The point (one of the points, anyway) of single quotes is to prevent variable interpolation. It sounds like what you really want is a way to get double quotes into a string. There are lots of ways to do that. A common one is:

osascript -e "quit app \"$appname\""

4 Comments

Cross your fingers that appname doesn't contain a double quote :) The safe version is something like osascript -e 'on run argv' -e 'quit app (item 1 of argv)' -e 'end run' "$appname" (there may be a slightly shorter way to specify a multiline script; I don't know if there's an AppleScript equivalent for ; like bash uses.)
Apparently not, though since the question is tagged bash and zsh, something like osascript -e $'on run argv\nquit app (item 1 of argv)\nend run' textedit is an option. (Moral of the story: don't use parameterized "one-liners" in AppleScript.)
I get the following error when I try to run it syntax error: A identifier can’t go after this number. (-2740).
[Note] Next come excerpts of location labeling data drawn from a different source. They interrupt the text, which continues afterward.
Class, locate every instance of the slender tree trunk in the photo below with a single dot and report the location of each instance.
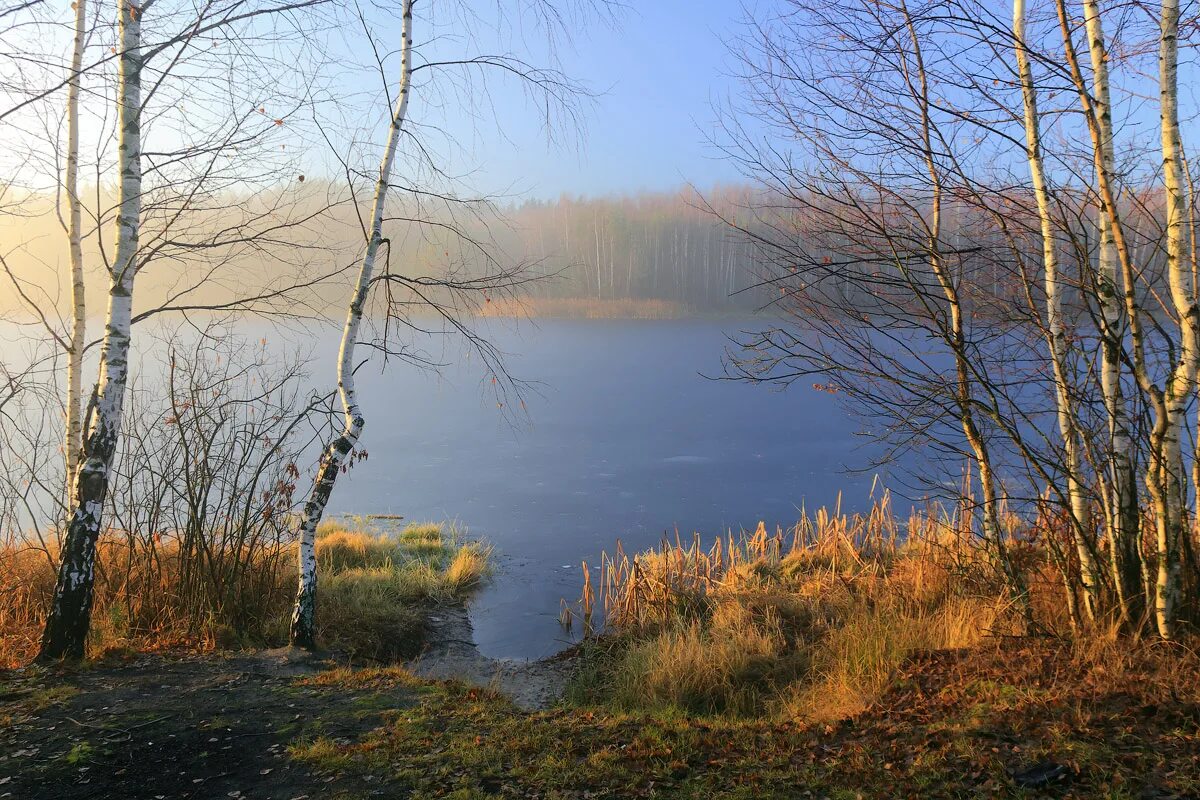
(955, 332)
(304, 617)
(1119, 311)
(1181, 384)
(72, 443)
(1055, 329)
(66, 626)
Do you know why?
@chepner as I am very inexperienced with shell commands, I am not entirely sure what you did there, but it worked! Thanks a lot 😊
0

This implementation worked for me:

osascript -e 'quit app "'"$APPNAME"'"'

Trying this using:

osascript -e 'quit app "\"$APPNAME\""'

did not work resulting in error showing: "\"$APPNAME\""... as the value it is seeing.
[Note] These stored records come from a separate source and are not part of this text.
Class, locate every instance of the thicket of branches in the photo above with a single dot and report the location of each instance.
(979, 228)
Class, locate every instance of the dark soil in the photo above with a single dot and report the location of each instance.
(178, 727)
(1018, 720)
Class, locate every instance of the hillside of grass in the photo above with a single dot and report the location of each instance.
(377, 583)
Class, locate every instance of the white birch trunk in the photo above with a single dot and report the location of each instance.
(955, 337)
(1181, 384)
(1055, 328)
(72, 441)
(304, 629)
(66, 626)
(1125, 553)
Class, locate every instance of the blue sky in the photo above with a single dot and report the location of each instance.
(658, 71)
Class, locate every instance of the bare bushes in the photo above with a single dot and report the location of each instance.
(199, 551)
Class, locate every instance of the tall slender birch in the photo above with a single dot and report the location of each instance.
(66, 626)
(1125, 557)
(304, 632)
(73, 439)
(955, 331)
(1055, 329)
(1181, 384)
See https://discussions.apple.com/thread/251633896 for more

Comments

-1

Try:

osascript -e 'quit app '"$APPNAME"

Or, if osascript requires additional double quotes, try:

osascript -e 'quit app "'"$APPNAME"'"'

6 Comments

For some reason the latter example is easier to keep straight in my head than the backslash \" equivalent -- while writing it anyway. Reading it later on it looks equally obscure.
This is still fragile: your second one assumes that $APPNAME itself doesn't contain double quotes.
@chepner, Re "fragile": Thanks, I'm not up on MacOS quoting, so I'll probably delete this answer soon.
This isn't unique to macOS; you have the same problem on any platform. The bigger problem here is that you are nesting one script inside another script, which just multiplies the quoting concerns.
@chepner, In that case it's unclear what "your second one assumes ... double quotes" is warning against. This works f='"dquote"' ; echo "$f", so if used carefully what is fragile there? (Agreed however, that minimizing quoting is preferable.)